New Jersey Pitches New Savings Accounts for First-Time Homebuyers

by Tristan Navera

skyline-of-jacksonville

New Jersey Democrats have proposed an idea to create special savings accounts for first-time homebuyers that will allow them to accrue tax benefits while they save for their first home.

It's part of a larger housing tax package the state Legislature is advancing that also includes tax changes and a local ban on institutional investors.

Four members of the state Senate's Democrat majority introduced the bill in January. It was favorably reported out of its Community and Urban Affairs Committee Thursday. It next heads to the Senate Budget and Appropriations Committee.

"Homeownership is one of the most effective ways to build wealth and long-term stability," state Sen. Troy Singleton said in a release Thursday. "This proposal provides first-time homebuyers with a practical, tax-advantaged way to save, making it easier for more people to achieve the dream of owning a home and invest in their future.”

The state-by-state housing affordability report card from Realtor.com® currently gives New Jersey a C-.

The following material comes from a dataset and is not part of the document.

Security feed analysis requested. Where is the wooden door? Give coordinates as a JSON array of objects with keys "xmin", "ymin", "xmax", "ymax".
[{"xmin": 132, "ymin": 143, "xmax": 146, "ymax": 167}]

Special accounts for homebuyers

Bill S-1756 would authorize New Jersey Housing and Mortgage Finance Agency to work with lenders to create the special savings accounts. Under the terms in the bill, a certified eligible first-time homebuyer would be able to deposit up to $15,000 a year, and $75,000 over a lifetime.

The accounts would receive a 5% income tax credit on the annual contributions. They would not pay taxes on the interest earned if the funds are used for eligible home purchases. As proposed, the accounts have a balance cap of $150,000.

Legislators want guardrails for the accounts, too. Applicants must earn less than $175,000 a year to qualify and must have no recent history of home ownership. They will also need to complete a first-time homebuyer education course, with annual reporting requirements.

Withdrawals would bring a 10% tax penalty unless there is proof of hardship like death or disability.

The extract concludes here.